Казаки подошли совсем близко… Степан выпрямился и гаркнул. Шахиня села от страха, даже не прикрыла стыд свой; нянька вскрикнула и обхватила сзади девушку.

Степан смеялся беззвучно; Фрол, улыбаясь, пожирал наголодавшимися глазами прекрасное молодое тело шахини.

— Сладкая девка, в святителя мать, — промолвил он в нежностью. — Сердце обжигает, змея.

— Ну, одевай ее!.. — сказал Степан няньке. — Или вон — в воду. Чего расшиперилась, как наседка!

Старуха не понимала; обе со страхом глядели на мужчин.

— В воду! — повторил Степан. Показал рукой.

Молодая и старая плюхнулись в воду по горло.

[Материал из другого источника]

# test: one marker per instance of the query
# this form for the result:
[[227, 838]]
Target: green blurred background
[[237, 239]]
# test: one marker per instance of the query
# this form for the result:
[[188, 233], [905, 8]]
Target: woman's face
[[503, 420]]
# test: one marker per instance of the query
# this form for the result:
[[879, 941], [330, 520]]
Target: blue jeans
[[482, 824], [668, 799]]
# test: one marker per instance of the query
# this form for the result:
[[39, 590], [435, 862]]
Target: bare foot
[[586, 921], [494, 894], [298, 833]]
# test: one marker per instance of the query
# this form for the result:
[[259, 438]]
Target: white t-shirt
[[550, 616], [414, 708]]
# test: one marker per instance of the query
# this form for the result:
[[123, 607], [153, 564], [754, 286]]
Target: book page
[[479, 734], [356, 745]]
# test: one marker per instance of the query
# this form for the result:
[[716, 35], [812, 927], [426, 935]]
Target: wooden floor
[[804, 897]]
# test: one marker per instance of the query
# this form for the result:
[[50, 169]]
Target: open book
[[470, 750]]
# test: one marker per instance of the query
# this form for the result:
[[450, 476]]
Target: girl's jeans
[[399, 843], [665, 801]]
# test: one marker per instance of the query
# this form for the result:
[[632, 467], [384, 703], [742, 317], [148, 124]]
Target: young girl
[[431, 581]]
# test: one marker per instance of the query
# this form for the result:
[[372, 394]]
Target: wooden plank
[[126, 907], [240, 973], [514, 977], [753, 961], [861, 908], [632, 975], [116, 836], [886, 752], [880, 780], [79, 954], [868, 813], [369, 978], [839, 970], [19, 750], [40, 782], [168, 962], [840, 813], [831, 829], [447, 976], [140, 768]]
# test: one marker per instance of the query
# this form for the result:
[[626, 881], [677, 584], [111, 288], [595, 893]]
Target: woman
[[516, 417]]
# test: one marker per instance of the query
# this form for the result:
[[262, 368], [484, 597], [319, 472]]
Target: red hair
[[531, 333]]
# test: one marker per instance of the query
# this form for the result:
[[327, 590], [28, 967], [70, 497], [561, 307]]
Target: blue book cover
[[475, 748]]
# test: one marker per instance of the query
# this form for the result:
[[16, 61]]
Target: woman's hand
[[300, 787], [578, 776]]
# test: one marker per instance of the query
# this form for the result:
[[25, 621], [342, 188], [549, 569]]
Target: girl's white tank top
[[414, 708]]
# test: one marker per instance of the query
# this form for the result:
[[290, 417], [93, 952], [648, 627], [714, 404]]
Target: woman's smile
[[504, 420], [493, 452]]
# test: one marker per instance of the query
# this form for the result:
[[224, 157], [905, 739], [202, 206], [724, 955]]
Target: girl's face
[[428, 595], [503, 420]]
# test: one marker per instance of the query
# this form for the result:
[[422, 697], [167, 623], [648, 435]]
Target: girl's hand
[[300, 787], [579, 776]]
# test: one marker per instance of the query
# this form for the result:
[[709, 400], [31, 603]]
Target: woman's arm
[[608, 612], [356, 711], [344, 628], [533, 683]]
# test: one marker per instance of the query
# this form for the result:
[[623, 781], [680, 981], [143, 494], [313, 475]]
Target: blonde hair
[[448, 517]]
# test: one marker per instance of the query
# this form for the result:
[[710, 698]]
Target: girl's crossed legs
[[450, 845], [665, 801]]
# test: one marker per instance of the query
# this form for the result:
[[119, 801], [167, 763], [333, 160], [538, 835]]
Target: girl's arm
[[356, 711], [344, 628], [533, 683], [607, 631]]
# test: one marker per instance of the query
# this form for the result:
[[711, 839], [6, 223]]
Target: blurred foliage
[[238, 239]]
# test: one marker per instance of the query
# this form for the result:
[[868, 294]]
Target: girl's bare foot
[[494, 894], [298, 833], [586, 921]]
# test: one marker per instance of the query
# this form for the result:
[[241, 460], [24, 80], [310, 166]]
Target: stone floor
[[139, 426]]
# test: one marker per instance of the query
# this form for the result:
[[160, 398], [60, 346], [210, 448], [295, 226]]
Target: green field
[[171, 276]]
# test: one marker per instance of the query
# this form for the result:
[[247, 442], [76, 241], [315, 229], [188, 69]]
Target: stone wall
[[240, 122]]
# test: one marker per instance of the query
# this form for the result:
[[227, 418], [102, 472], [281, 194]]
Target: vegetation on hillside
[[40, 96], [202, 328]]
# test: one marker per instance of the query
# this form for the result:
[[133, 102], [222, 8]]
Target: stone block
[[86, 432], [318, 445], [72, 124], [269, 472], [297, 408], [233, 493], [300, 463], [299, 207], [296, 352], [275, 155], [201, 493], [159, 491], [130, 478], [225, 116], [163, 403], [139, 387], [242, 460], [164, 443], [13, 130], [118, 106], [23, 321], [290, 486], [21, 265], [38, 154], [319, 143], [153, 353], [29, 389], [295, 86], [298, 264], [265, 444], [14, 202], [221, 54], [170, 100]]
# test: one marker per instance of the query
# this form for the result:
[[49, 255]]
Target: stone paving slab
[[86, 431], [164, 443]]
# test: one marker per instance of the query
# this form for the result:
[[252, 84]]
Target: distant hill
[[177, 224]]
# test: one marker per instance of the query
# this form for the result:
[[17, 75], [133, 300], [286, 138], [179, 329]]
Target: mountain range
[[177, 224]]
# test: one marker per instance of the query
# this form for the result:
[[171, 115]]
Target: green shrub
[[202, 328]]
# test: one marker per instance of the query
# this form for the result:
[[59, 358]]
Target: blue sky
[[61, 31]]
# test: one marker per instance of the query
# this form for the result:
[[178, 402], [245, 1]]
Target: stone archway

— Зря согнал, — пожалел Фрол. — Хоть поглядеть…

— Глазами сыт не будешь.

— Нехристи, а туда же — совестно.

— У их бабы к стыду больше наших приучены. Грех.

— Такая наведет на грех… Ослепну, не гляди!

Женщины глядели на них, ждали, когда они уйдут.

— Что? — непонятно, с ухмылкой спросил Фрол. — Попалась бы ты мне одному где-нибудь, я бы тебя приголубил… Охота, поди, к тятьке-то? А?

Старуха нянька что-то сказала на своем языке, сердито.

— Во-во, — «согласился» Фрол, — тятька-то ее — бяка: бросил доченьку и — драла…

— Будет тебе, — сказал Степан. — Купайтесь! Пошли.

Два дозорных казака на бугре, в камнях, тоже забыли про все на свете — резались в карты. На кону между ними лежали золотые кольца, ожерелья, перстни… Даже шаль какая-то дивная лежала.

Игроки — старый, седой и совсем еще молодой, почти малолеток, — увлекшись игрой, не услышали, как подошел Степан с Минаевым.

— Сукины дети! — закричал над ними Степан. — В дозоре-то?

— Да кто ж это так делает, а?!. — подал голос и Фрол.

Молодой казачок вскочил и отбежал в сторону… Старик, понурив голову, остался сидеть. Весь он был черный от солнца, только борода пегая да голова седая. Он пригладил черной сухой рукой волосы на голове.